Especially this one. Not only unacceptable outside of college, but inside as well. Roomcest.

She shifted in my arms and blinked sleepily at me. “What are you thinking about?”

“Nothing, love. Go back to sleep,” I kissed her softly. She nodded and fell back asleep.

No, we shouldn’t continue this. But I knew that I couldn’t stop it. It would be the end of the best friendship both of us had cultivated in three years, and would devastate the two of us. Her probably more so than me; I had been hurt in the past and had become used to it by now.

And I couldn't hurt her. She was so fragile, so beautiful and I would hate myself to see her shattered because of me.

---

We both know we shouldn’t keep up with it, but we both did.

The two of us saw other people, dated, even slept with others. There was a certain paranoia, for me, surrounding it all. Whether she was going to find The One and leave me for him (or her), and a little part of me died every time she came back the next morning instead of that night. She tried to make it up to me, but it was never really enough.

I had my relationship with Ty, the desired one with Rex that I knew would never go anywhere, and the treasured and favourite one with Lynette.

Lynette had many. And every time she went out I was always scared that she wouldn’t come back. That she would come back saying that she officially couldn’t do this anymore.

---

I knew it killed her. But I couldn’t help it. One day, we were going to need to end it, on practicality reasons only, and I needed to prepare myself for that. I suppose, in some way, I was preparing her, too.

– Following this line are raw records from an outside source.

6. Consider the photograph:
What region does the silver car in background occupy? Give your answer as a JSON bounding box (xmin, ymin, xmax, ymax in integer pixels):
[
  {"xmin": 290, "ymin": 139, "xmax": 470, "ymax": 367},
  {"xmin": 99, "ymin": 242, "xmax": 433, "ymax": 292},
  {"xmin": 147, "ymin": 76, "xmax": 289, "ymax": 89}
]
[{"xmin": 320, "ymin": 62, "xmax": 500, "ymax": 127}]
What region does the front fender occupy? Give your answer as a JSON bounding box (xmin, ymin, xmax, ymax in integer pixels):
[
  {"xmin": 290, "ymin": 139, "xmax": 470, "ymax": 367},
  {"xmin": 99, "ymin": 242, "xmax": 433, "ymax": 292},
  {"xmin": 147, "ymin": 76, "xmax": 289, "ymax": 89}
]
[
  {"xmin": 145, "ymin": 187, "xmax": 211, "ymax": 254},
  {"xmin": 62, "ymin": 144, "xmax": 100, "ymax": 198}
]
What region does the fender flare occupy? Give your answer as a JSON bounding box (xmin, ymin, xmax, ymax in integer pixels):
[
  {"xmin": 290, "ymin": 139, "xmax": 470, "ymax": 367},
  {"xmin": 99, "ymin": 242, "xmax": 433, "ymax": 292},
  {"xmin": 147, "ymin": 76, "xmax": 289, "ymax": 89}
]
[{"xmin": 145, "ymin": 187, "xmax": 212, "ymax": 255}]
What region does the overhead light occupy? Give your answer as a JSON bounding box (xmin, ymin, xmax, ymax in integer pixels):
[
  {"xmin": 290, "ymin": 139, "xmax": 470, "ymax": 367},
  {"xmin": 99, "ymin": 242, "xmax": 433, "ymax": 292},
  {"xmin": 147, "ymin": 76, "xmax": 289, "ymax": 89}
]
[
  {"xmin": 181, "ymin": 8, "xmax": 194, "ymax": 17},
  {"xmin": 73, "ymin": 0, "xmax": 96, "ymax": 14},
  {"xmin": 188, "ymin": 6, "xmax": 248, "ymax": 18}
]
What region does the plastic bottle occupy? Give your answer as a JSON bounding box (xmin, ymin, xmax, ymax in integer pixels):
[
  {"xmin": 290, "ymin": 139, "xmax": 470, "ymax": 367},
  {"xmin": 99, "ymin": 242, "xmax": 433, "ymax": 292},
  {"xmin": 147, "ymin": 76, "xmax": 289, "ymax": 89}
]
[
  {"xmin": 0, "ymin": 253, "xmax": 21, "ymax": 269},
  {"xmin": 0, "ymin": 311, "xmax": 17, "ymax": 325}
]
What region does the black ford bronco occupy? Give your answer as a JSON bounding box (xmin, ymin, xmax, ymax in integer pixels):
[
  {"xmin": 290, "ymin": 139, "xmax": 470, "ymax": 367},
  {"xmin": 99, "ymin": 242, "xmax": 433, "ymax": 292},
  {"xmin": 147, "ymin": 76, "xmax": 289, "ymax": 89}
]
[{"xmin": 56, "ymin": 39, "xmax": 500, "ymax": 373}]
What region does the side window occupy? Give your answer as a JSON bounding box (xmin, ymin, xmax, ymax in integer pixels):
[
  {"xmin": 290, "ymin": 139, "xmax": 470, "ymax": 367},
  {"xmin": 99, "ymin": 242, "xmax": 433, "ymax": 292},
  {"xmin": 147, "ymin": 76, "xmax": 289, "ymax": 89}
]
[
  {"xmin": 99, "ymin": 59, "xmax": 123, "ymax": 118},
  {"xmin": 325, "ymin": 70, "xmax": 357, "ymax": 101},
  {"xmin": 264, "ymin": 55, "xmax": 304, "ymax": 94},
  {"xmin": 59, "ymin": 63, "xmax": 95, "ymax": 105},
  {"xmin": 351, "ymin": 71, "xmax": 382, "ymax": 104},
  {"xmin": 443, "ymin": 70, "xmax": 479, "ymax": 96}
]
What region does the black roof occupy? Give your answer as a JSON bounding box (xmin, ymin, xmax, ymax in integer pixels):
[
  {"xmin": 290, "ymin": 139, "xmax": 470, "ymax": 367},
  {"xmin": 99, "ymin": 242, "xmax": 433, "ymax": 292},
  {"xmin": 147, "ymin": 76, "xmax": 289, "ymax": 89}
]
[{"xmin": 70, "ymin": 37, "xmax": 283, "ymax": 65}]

Which is why, in a very sad and twisted way, I was very happy when graduation appeared.

We had survived. Survived it all.

I told everyone else I was busy so I could spend one last night with her.

One wonderful night.

---

I cried. I cried a lot, knowing that we wouldn’t see each other again. We knew we couldn’t keep in contact, it would only complicate everything farther. And I knew that we had had four amazing years together, but that still didn’t stop the tears.

She cried, too. Tears of happiness, for both of us.

It was our last night.

One wonderful night.

---

And that was it, they thought. They said their teary goodbyes to each other last before they stepped into trains and cars to go home for one last time before setting foot into the real world, whatever that meant for each of them.

And then, fifteen years later, Bree van De Kamp moved across the street from Lynette Scavo.